Brain responses for each of the tasks were assessed for both groups
with ERfMRI and were subsequently compared. To measure performance, electro-oculograms32 (EOGs) were acquired immediately after functional
magnetic resonance imaging (fMRI) scans. We hypothesized that patients with
schizophrenia would exhibit reduced brain responses specifically during the
inhibitory tasks, either in brain areas involved in the generation of an inhibitory
signal (ie, the DLPFC, FEF, and supplementary eye fields [SEF]) or in the
transmission of this signal toward brainstem structures (ie, basal ganglia
connections).33-39
SUBJECTS AND METHODS
SUBJECTS
Sixteen patients with schizophrenia (13 men and 3 women; mean ±
SD age, 27.9 ± 5.5 years) from the Department of Psychiatry at the
University Medical Center Utrecht, Utrecht, the Netherlands, participated
in this study. All patients met the criteria for schizophrenia according to
the DSM-IV,40 as assessed
with the Comprehensive Assessment of Symptoms and History41
(1 patient had disorganized schizophrenia, 11 had paranoid schizophrenia,
3 had schizophreniform disorder, and 1 was undifferentiated; mean ±
SD duration of illness, 29 ± 19 months), and were screened for severity
of present symptoms using the Positive and Negative Syndrome Scale (PANSS)

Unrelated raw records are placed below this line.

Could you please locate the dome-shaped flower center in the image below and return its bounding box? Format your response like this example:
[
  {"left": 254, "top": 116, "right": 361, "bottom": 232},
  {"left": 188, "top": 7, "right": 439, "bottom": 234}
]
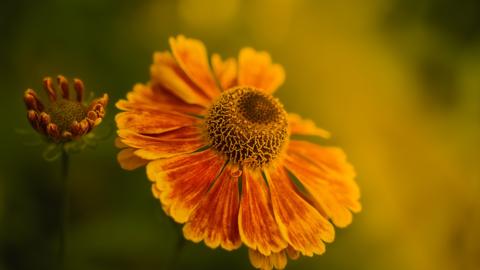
[
  {"left": 46, "top": 100, "right": 87, "bottom": 132},
  {"left": 205, "top": 86, "right": 288, "bottom": 167}
]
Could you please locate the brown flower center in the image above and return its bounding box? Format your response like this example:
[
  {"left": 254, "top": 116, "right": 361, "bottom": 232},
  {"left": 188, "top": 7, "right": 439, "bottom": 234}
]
[
  {"left": 205, "top": 86, "right": 288, "bottom": 167},
  {"left": 46, "top": 99, "right": 87, "bottom": 132}
]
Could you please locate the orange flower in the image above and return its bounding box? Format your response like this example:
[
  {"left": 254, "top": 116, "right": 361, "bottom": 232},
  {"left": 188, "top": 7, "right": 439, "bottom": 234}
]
[
  {"left": 23, "top": 75, "right": 108, "bottom": 143},
  {"left": 116, "top": 36, "right": 361, "bottom": 269}
]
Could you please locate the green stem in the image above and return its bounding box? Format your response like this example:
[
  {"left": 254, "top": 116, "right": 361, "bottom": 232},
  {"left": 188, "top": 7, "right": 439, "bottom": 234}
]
[
  {"left": 59, "top": 147, "right": 69, "bottom": 269},
  {"left": 168, "top": 218, "right": 187, "bottom": 269}
]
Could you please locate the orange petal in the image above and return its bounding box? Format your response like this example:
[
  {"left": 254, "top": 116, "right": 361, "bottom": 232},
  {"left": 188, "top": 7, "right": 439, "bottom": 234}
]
[
  {"left": 169, "top": 35, "right": 220, "bottom": 99},
  {"left": 288, "top": 113, "right": 330, "bottom": 139},
  {"left": 285, "top": 141, "right": 361, "bottom": 227},
  {"left": 115, "top": 111, "right": 198, "bottom": 134},
  {"left": 238, "top": 48, "right": 285, "bottom": 93},
  {"left": 248, "top": 249, "right": 287, "bottom": 270},
  {"left": 265, "top": 167, "right": 335, "bottom": 256},
  {"left": 285, "top": 246, "right": 300, "bottom": 260},
  {"left": 150, "top": 52, "right": 211, "bottom": 107},
  {"left": 117, "top": 127, "right": 207, "bottom": 160},
  {"left": 212, "top": 53, "right": 237, "bottom": 90},
  {"left": 238, "top": 170, "right": 287, "bottom": 256},
  {"left": 147, "top": 150, "right": 224, "bottom": 223},
  {"left": 183, "top": 166, "right": 242, "bottom": 250},
  {"left": 117, "top": 148, "right": 148, "bottom": 170},
  {"left": 116, "top": 84, "right": 205, "bottom": 114}
]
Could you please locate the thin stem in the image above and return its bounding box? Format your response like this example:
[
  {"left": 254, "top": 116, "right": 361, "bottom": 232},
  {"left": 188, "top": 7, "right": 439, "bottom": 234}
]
[
  {"left": 168, "top": 218, "right": 187, "bottom": 269},
  {"left": 59, "top": 147, "right": 69, "bottom": 269}
]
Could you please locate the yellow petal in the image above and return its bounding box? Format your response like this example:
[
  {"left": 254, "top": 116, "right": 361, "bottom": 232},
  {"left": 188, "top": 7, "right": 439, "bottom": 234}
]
[
  {"left": 265, "top": 167, "right": 335, "bottom": 256},
  {"left": 117, "top": 148, "right": 148, "bottom": 170},
  {"left": 238, "top": 48, "right": 285, "bottom": 93},
  {"left": 169, "top": 35, "right": 220, "bottom": 99},
  {"left": 238, "top": 170, "right": 287, "bottom": 255},
  {"left": 147, "top": 150, "right": 224, "bottom": 223},
  {"left": 183, "top": 166, "right": 242, "bottom": 250},
  {"left": 212, "top": 54, "right": 237, "bottom": 90},
  {"left": 285, "top": 140, "right": 361, "bottom": 227},
  {"left": 150, "top": 52, "right": 211, "bottom": 107},
  {"left": 288, "top": 113, "right": 330, "bottom": 139}
]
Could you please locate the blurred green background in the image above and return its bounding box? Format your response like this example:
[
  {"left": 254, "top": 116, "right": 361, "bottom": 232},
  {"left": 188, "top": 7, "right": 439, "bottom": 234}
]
[{"left": 0, "top": 0, "right": 480, "bottom": 270}]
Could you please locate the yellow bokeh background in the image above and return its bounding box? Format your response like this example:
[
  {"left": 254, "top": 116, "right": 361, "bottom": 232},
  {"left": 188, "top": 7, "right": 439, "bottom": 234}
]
[{"left": 0, "top": 0, "right": 480, "bottom": 270}]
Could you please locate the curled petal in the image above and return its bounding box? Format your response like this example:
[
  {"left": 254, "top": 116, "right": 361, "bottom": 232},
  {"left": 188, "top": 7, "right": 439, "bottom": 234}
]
[
  {"left": 288, "top": 113, "right": 330, "bottom": 139},
  {"left": 265, "top": 167, "right": 335, "bottom": 256},
  {"left": 117, "top": 148, "right": 148, "bottom": 170},
  {"left": 238, "top": 170, "right": 287, "bottom": 255},
  {"left": 238, "top": 48, "right": 285, "bottom": 93},
  {"left": 118, "top": 128, "right": 207, "bottom": 160},
  {"left": 150, "top": 52, "right": 211, "bottom": 107},
  {"left": 169, "top": 35, "right": 220, "bottom": 99},
  {"left": 147, "top": 150, "right": 224, "bottom": 223},
  {"left": 116, "top": 84, "right": 205, "bottom": 114},
  {"left": 248, "top": 249, "right": 287, "bottom": 270},
  {"left": 285, "top": 141, "right": 361, "bottom": 227},
  {"left": 183, "top": 165, "right": 242, "bottom": 250},
  {"left": 212, "top": 54, "right": 237, "bottom": 90},
  {"left": 115, "top": 112, "right": 198, "bottom": 134}
]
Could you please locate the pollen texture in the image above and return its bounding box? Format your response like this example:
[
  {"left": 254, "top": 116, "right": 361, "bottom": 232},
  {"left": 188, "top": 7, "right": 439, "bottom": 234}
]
[
  {"left": 205, "top": 87, "right": 288, "bottom": 167},
  {"left": 46, "top": 100, "right": 87, "bottom": 131}
]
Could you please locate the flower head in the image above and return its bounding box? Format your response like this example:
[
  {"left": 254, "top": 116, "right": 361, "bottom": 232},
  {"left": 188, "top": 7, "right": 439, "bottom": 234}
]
[
  {"left": 23, "top": 75, "right": 108, "bottom": 143},
  {"left": 116, "top": 36, "right": 361, "bottom": 269}
]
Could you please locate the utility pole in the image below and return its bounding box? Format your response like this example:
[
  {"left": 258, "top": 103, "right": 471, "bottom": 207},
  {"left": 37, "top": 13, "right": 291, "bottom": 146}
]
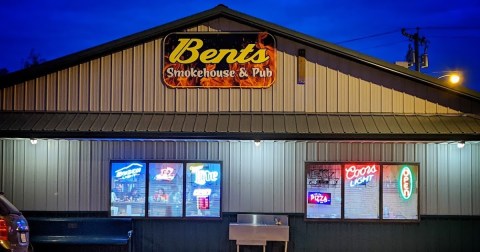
[{"left": 402, "top": 27, "right": 428, "bottom": 72}]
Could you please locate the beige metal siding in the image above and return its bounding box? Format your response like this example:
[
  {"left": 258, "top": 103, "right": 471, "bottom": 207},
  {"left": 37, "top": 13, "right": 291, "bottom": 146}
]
[{"left": 0, "top": 18, "right": 480, "bottom": 113}]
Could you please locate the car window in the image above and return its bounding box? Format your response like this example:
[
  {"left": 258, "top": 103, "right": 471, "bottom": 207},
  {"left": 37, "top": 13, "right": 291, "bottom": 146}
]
[{"left": 0, "top": 195, "right": 21, "bottom": 215}]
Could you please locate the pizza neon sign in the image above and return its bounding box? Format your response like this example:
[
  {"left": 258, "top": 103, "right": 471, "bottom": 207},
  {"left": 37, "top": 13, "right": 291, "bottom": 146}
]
[
  {"left": 307, "top": 192, "right": 332, "bottom": 205},
  {"left": 345, "top": 165, "right": 378, "bottom": 187},
  {"left": 398, "top": 166, "right": 413, "bottom": 200}
]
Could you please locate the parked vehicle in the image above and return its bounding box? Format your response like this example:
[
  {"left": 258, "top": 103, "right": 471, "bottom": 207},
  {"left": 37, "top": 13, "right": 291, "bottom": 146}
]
[{"left": 0, "top": 192, "right": 30, "bottom": 252}]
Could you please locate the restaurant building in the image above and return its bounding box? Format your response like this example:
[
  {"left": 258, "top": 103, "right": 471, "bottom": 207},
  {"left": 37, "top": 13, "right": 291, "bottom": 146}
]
[{"left": 0, "top": 5, "right": 480, "bottom": 251}]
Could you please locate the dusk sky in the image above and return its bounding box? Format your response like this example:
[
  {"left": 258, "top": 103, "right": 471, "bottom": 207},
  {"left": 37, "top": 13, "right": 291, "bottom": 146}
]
[{"left": 0, "top": 0, "right": 480, "bottom": 92}]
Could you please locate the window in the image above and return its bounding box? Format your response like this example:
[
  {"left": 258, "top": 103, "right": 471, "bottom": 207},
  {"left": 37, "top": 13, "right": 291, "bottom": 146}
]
[
  {"left": 148, "top": 163, "right": 183, "bottom": 217},
  {"left": 306, "top": 163, "right": 342, "bottom": 219},
  {"left": 110, "top": 161, "right": 222, "bottom": 218},
  {"left": 185, "top": 163, "right": 221, "bottom": 217},
  {"left": 382, "top": 165, "right": 418, "bottom": 220},
  {"left": 305, "top": 162, "right": 419, "bottom": 221},
  {"left": 110, "top": 162, "right": 146, "bottom": 216},
  {"left": 344, "top": 164, "right": 380, "bottom": 219}
]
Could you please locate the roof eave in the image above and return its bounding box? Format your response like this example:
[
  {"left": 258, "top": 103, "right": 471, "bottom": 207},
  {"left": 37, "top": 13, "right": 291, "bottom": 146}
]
[{"left": 0, "top": 5, "right": 480, "bottom": 100}]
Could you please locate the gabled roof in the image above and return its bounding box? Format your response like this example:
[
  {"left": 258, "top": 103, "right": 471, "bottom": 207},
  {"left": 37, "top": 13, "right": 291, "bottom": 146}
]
[
  {"left": 0, "top": 5, "right": 480, "bottom": 100},
  {"left": 0, "top": 112, "right": 480, "bottom": 141}
]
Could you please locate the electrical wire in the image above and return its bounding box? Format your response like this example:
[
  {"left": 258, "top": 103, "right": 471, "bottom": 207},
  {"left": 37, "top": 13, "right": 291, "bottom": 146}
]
[{"left": 335, "top": 29, "right": 400, "bottom": 45}]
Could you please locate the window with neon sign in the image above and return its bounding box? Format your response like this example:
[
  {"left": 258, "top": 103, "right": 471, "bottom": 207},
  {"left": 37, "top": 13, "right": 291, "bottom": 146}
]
[
  {"left": 110, "top": 160, "right": 222, "bottom": 219},
  {"left": 344, "top": 163, "right": 380, "bottom": 219},
  {"left": 306, "top": 163, "right": 342, "bottom": 219},
  {"left": 185, "top": 163, "right": 222, "bottom": 217},
  {"left": 110, "top": 162, "right": 147, "bottom": 216},
  {"left": 148, "top": 163, "right": 183, "bottom": 217},
  {"left": 305, "top": 162, "right": 419, "bottom": 221},
  {"left": 382, "top": 164, "right": 418, "bottom": 220}
]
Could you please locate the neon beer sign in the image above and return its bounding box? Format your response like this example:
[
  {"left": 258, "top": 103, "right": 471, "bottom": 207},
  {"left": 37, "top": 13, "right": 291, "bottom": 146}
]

(mean ± SD sum of positive items, 13.3 ± 3.9; sum of negative
items, 15.2 ± 3.9; sum of generalized items, 29.9 ± 6.6).42 Every patient was taking a stable dose of atypical
neuroleptic medication (clozapine: n = 7, with a mean ± SD daily dose
of 200 ± 87 mg; olanzapine: n = 8, with a mean ± SD daily dose
of 11.3 ± 6.4 mg; quetiapine fumarate: n = 1, with a daily dose of
450 mg). The control group consisted of 17 healthy subjects (10 men, 7 women;
mean ± SD age, 25.9 ± 4.1 years). None of the subjects in the
control group exhibited any signs of a major psychiatric disorder according
to the Mini-International Neuropsychiatric Interview.43
All participants were right-handed according to the Edinburgh Handedness inventory44 (mean ± SD number of patients, 0.84 ±
0.14; number of controls, 0.84 ± 0.18). There was no significant difference
in educational level between the groups (mean ± SD number of patients,
12.1 ± 2.3 years; number of controls, 13.1 ± 2.0 years). A history
of substance abuse or major neurologic illness resulted in exclusion from
the experiment, as did metal implants. All subjects gave their informed consent
for participation, approved by the Human Ethics Committee of the University
Medical Center Utrecht.
PROCEDURE
The oculomotor task consisted of 3 parts (Figure 1): prosaccade (PRO), antisaccade (ANT), and active fixation
(FIX). It was performed while in the scanner and during additional EOG recordings.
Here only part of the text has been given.